Ancient Viruses Shaped Human Bodies: Study

Have you ever wondered how humans evolved to have large brains and complex nervous systems? A new study published in the journal Cell suggests that ancient viruses that infected our ancestors millions of years ago played a crucial role in shaping our bodies and brains.

The Role of RetroMyelin

The study, led by Tanay Ghosh and Robin Franklin of Altos Labs-Cambridge Institute of Science, focused on the origins of myelin, an insulating layer of fatty tissue that forms around nerves and allows electrical impulses to travel faster. Myelin is essential for the functioning of the vertebrate nervous system, enabling rapid communication between different parts of the body and the brain.

The researchers discovered that a gene sequence acquired from retroviruses, which are viruses that invade their host’s DNA, is vital for myelin production.

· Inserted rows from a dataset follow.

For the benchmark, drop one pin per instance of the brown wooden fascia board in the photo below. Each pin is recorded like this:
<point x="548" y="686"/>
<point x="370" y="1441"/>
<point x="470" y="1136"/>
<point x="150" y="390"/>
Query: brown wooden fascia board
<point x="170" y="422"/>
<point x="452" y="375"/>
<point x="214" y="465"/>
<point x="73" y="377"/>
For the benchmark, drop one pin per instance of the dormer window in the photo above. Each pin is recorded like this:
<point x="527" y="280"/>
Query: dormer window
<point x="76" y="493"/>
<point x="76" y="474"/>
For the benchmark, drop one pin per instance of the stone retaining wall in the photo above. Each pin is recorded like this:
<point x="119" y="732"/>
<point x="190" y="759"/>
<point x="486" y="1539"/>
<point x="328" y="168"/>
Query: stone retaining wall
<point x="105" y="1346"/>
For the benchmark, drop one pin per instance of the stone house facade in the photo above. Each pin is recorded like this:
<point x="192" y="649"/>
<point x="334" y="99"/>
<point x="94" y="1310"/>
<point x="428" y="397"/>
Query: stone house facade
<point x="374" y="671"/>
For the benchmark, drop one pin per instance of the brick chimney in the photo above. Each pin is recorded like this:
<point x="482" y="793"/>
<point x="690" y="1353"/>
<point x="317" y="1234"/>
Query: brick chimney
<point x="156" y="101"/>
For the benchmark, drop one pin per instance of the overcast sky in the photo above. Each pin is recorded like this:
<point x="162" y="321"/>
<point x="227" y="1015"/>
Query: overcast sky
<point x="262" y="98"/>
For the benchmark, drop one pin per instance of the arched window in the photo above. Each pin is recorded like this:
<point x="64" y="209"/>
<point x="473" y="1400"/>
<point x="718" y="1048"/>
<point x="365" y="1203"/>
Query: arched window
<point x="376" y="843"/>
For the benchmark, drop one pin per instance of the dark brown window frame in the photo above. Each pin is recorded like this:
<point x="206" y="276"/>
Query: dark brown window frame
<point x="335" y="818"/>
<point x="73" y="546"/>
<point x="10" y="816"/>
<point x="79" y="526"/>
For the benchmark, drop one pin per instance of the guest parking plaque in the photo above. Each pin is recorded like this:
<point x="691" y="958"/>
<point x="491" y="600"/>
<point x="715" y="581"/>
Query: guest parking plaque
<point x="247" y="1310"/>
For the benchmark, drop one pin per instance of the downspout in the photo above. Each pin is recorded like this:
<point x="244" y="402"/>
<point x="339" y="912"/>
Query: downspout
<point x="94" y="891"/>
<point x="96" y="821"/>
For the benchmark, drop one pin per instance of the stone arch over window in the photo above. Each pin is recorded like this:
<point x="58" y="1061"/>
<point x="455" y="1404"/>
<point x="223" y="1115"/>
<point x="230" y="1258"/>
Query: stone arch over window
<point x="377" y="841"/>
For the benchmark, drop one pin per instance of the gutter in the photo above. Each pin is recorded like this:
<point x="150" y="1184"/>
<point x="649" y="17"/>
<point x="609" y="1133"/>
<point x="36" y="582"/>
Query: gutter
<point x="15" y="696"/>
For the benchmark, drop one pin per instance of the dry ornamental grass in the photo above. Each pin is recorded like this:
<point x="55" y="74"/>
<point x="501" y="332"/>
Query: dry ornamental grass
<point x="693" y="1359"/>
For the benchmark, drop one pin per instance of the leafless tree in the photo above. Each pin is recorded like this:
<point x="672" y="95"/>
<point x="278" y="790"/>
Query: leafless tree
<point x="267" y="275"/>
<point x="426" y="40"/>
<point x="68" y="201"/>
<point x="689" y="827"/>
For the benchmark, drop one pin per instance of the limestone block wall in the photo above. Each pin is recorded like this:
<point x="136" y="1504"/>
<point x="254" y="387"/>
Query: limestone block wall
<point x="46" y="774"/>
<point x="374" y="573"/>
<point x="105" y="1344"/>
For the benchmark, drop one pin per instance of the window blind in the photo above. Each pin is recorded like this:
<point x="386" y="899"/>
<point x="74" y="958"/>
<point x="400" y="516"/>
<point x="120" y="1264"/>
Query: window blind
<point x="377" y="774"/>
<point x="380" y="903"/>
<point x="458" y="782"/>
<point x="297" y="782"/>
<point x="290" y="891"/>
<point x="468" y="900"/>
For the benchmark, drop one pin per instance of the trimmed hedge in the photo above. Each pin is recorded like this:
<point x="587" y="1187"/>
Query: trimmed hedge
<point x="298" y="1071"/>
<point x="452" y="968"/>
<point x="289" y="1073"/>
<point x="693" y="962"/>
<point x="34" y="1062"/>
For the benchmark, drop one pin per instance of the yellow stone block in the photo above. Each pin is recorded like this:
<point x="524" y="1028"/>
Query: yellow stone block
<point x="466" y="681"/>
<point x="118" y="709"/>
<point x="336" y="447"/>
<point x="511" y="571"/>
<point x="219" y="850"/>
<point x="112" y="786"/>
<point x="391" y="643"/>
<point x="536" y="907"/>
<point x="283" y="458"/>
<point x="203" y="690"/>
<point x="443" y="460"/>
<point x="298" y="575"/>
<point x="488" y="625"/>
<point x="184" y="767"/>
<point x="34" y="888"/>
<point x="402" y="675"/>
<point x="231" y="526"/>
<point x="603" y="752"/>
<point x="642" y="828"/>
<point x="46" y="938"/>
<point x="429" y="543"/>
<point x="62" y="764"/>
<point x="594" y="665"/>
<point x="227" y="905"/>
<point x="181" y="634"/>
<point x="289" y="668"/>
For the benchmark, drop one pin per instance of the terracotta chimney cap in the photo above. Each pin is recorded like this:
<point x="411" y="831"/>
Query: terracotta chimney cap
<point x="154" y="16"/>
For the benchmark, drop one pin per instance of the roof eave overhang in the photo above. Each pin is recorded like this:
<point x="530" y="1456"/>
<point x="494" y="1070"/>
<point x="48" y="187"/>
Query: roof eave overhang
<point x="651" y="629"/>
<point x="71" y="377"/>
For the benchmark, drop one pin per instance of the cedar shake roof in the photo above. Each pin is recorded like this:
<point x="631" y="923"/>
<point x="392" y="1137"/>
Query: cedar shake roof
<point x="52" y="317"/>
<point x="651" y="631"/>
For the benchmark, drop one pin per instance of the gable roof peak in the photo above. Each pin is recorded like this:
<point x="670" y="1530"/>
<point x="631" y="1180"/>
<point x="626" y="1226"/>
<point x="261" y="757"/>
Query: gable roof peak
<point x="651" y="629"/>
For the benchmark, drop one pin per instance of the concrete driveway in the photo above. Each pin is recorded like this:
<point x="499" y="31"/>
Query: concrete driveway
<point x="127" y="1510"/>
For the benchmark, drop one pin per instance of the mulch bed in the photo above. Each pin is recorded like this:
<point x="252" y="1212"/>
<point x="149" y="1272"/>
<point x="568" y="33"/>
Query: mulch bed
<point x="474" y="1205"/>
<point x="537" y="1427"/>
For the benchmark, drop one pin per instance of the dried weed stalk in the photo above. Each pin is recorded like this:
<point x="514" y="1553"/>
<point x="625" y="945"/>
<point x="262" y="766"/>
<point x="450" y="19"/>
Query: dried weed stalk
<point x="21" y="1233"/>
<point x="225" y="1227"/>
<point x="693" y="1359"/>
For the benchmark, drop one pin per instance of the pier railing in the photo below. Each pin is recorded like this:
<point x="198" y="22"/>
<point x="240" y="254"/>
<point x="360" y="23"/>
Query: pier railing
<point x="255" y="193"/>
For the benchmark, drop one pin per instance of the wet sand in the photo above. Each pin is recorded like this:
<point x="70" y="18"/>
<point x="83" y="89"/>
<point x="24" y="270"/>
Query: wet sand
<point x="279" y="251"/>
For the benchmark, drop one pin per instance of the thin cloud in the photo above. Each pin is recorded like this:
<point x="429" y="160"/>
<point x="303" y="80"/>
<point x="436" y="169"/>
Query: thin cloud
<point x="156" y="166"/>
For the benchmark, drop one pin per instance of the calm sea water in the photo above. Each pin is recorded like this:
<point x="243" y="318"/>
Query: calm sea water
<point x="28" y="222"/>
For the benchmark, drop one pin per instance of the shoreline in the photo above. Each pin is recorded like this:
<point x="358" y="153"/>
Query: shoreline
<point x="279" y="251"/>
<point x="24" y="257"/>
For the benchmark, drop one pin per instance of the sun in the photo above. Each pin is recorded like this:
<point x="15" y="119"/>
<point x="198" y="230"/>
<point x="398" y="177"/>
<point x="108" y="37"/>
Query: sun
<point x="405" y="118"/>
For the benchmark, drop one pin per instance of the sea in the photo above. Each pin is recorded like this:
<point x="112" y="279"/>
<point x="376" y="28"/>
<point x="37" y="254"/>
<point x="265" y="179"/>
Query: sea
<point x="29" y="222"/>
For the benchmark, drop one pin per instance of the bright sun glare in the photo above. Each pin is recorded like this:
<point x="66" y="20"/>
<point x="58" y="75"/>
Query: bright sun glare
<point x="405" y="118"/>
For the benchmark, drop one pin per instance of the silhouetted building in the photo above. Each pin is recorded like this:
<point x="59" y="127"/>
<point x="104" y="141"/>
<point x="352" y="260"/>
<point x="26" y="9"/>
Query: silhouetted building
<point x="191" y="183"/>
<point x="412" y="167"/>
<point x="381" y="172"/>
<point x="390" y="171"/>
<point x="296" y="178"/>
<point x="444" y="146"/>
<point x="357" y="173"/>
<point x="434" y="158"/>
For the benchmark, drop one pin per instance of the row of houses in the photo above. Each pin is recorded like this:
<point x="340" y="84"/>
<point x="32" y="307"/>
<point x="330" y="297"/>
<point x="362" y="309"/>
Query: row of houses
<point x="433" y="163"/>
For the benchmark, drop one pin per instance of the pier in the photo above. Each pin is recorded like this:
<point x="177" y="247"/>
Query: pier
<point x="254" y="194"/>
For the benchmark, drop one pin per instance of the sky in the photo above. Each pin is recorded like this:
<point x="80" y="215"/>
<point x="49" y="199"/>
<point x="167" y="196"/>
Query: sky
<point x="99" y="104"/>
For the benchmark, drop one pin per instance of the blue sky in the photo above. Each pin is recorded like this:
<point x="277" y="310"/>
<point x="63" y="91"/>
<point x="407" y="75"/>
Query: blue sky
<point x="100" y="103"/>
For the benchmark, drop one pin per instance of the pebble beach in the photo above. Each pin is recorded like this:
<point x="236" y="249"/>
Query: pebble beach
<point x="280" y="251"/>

They named this sequence RetroMyelin, and found it in the genomes of modern mammals, amphibians and fish, but not in jawless vertebrates or invertebrates.

The Evolutionary Impact of RetroMyelin

The researchers concluded that RetroMyelin appeared in the tree of life around 360 million years ago, in the Devonian period, also known as the Age of Fishes. This was also the time when jaws first evolved in vertebrates, giving them an advantage over their jawless counterparts.

According to Franklin, RetroMyelin enabled nerve fibers to conduct electrical impulses faster without widening their diameter, allowing them to be packed closer together. It also provided structural support, meaning nerves could grow longer, leading to longer limbs.

“There’s always been an evolutionary pressure to make nerve fibers conduct electrical impulses quicker. If they do that quicker, then you can act quicker,” Franklin said. This was useful for both predators trying to catch things, and prey trying to flee.

The researchers also speculated that RetroMyelin may have contributed to the development of more complex brains in vertebrates, as faster nerve conduction would allow more information processing and integration.


The study reveals how ancient viruses that infected our ancestors millions of years ago influenced the evolution of our bodies and brains. It also shows how noncoding regions of the genome, which were once considered junk, can have important functions and evolutionary implications.

The study also raises new questions about the role of retroviruses in shaping other aspects of vertebrate biology, such as immunity and development.